Или: «Вас не было так долго, что у меня случился приступ клаустрофобии»?

* * *

– Сессию провалил? – спросил Жобан, как показалось Карташову, с надеждой.

– Нет. Нина приняла зачет.

– Ты еще скажи, что вы встречались после этого. Ну… как мужчина и женщина.

– Не встречались, – в голосе Карташова зазвучала печаль. – Но ходили вместе пить какао. Я продолжал ее любить до самого третьего курса…

– Но одногруппники назвали тебя Парнем, Который Разбил Окно Джинсами? – это уже поинтересовался Булл.

– И этого не было, – развел руками Карташов. – Вы первые, кто услышал эту нелепую историю от начала до конца.

– Зря. Такие истории должны служить людям, – без тени иронии сказал Булл.

– Людям? Ладно. Вернемся – уволюсь из космонавтов и пойду в писа… – согласился Карташов, но продолжить ему не дал Аникеев, стряхнувший с себя владевшее им оцепенение.

– А ты знаешь, Андрей, – сказал он, – эти твои ледяные штаны нас, кажется, спасут.

– Спасут от чего? Или – дайте угадаю – вы просто надеетесь уклониться от своей истории? – осведомился Пичеррили с ядовитой улыбкой.

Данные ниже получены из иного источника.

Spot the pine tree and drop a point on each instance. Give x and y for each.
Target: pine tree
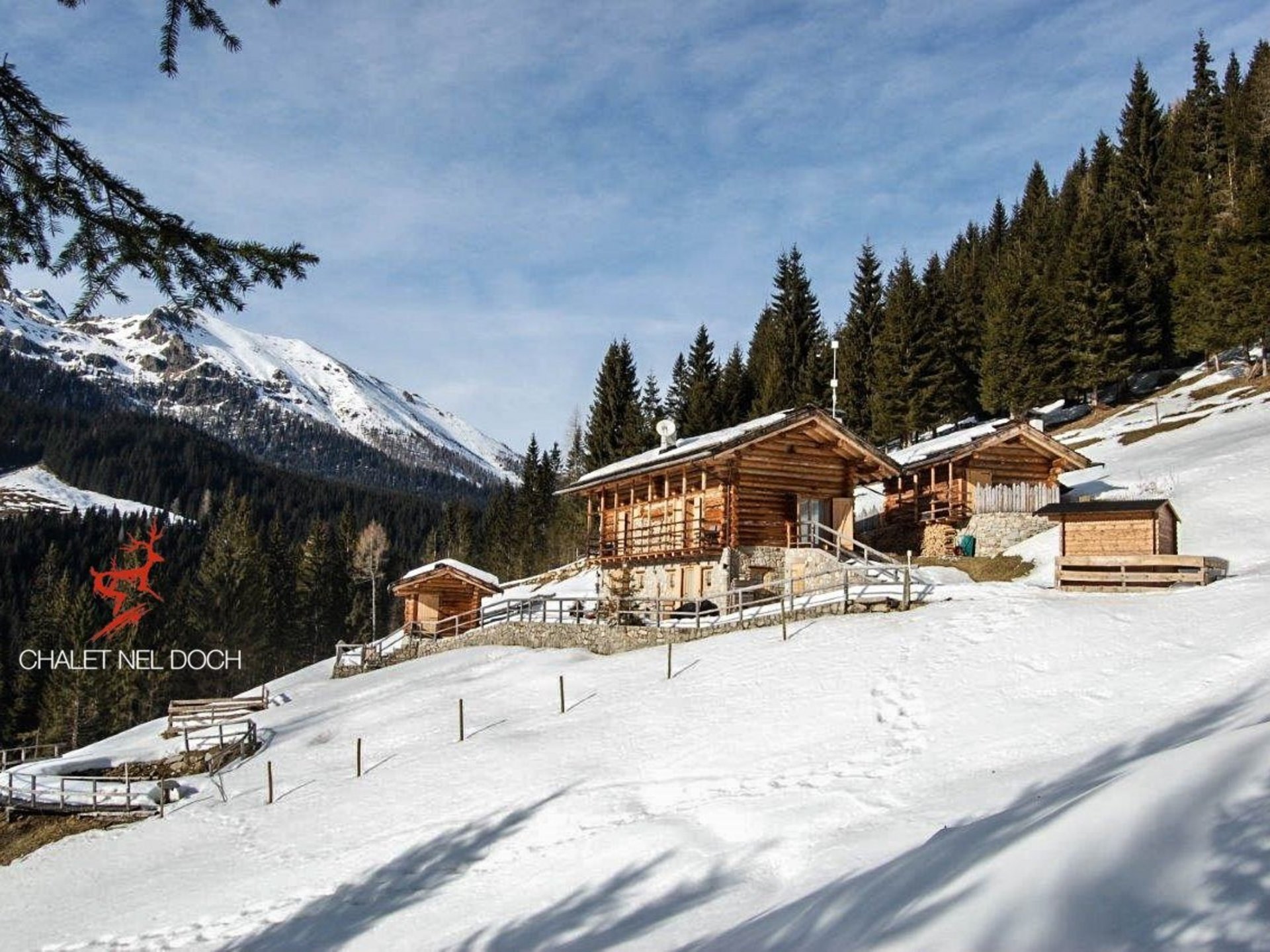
(1023, 329)
(700, 387)
(367, 564)
(937, 390)
(229, 587)
(50, 184)
(789, 354)
(319, 586)
(1096, 284)
(575, 460)
(651, 409)
(766, 365)
(857, 338)
(677, 394)
(736, 390)
(1136, 194)
(70, 705)
(615, 427)
(894, 357)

– Дело вот в чем, – Аникеев взял деловой тон, игнорируя реплики итальянца. – Хотя мы, отрабатывая тепловую тревогу, отключили почти все агрегаты, из-за глушения системы охлаждения корабль перестал эффективно отдавать тепло в космическую среду. То есть мы-то его отдаем, конечно. Излучаем со всех внешних поверхностей. Но, повторюсь, не столь эффективно, как хотелось бы. А Солнце на нас светит. В итоге мы нагреваемся. Медленно. Но уверенно.

– И? – поощрил его Булл.

– И уже через сутки, например, в жилом отсеке будет тридцать восемь градусов тепла. Через двое суток – пятьдесят. Через четверо – семьдесят.

– Ну, значит, надо просто включить систему охлаждения, – беспечно пожал плечами Гивенс.

– Ты не понял, – пояснил ему Булл, перейдя на английский. – Сейчас это не проблема. Но в зоне максимального приближения к Солнцу проблемой станет. Потому что там система охлаждения может отказать из-за потери рабочего тела под солнечным ветром.

– О’кей, мы покойники, – легко сдался Гивенс. – И как же нас могут спасти штаны мистера Карташова?

16Звездный галфвиндСергей Слюсаренко

Булл усмехнулся и произнес:

– Я думаю, штаны-то нас как раз и не спасут, это у тебя такая метафора?

– Хорошо, командир, а что в нашем случае будет штанами? – У Жобана явно появилась идея. – Я так понимаю, вы предлагаете в качестве защиты использовать что-то не предназначенное для этого?

– О! – обрадовался Аникеев. – Вы все забыли про складской модуль. Его можно превратить в гигантский термостат! Но для этого…

Взвизгнул экстренный вызов ЦУПа-М. Голос Пряхиной узнали все.

– Топазы, мы в ЦУПе не совсем уверены в вашей адекватности.

Карташов изумленно глянул на командира. На лице читался вопрос: «Они постоянно нас слушают?»